New Antibiotic on the Block

According to the Centers for Disease Control and Prevention, antimicrobial resistance adds a 20 billion dollar surplus in direct US healthcare costs each year, which results in approximately 35 billion dollars of lost productivity annually (1). Despite this, very few new antibiotics have been introduced into clinics over the last decade – and those that do often resemble previously identified antibiotics. Now, researchers from an international collaboration have discovered a new antibiotic candidate: Clovibactin (2).

Isolated from the uncultured soil Gram-negative bacterium Eleftheria terrae ssp. carolina, Clovibactin has shown promise in eliminating drug-resistant bacterial pathogens by targeting not just one but three different precursor molecules that block bacterial cell wall synthesis at different positions. The researchers found this multi-target attack can kill an array of bacterial pathogens without developing  resistance – and even treat mice infected with Staphylococcus aureus.

Markus Weingarth, a researcher from the Chemistry Department of Utrecht University, likened this approach to “a cage that encloses its target” (3). “As Clovibactin only binds to the immutable, conserved part of its targets, bacteria will have a much harder time developing any resistance against it.

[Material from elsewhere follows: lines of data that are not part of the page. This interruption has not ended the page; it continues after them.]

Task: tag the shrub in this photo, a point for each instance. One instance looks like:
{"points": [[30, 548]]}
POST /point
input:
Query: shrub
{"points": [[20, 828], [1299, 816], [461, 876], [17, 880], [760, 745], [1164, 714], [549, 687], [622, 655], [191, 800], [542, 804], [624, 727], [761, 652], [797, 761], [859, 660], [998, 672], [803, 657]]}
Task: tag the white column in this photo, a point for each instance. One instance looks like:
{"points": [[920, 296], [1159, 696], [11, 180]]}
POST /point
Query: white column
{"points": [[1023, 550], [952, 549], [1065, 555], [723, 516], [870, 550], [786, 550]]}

In fact, we did not observe any resistance to Clovibactin in our studies.”

The drug can also self-assemble into large fibrils on the surface of bacterial membranes when binding to target molecules. These fibrils remain stable for enough time to ensure the target molecules can kill bacteria. Notably, the fibrils do not form on human membranes, potentially explaining why Clovibactin selectively damages bacterial cells without being toxic to human cells.

In the research paper, the authors wrote (2): “Clovibactin blocks cell wall synthesis by targeting pyrophosphate of multiple essential peptidoglycan precursors (C55PP, lipid II, and lipid IIIWTA). Clovibactin uses an unusual hydrophobic interface to tightly wrap around pyrophosphate but bypasses the variable structural elements of precursors, accounting for the lack of resistance […] This potent antibiotic holds the promise of enabling the design of improved therapeutics that kill bacterial pathogens without resistance development.”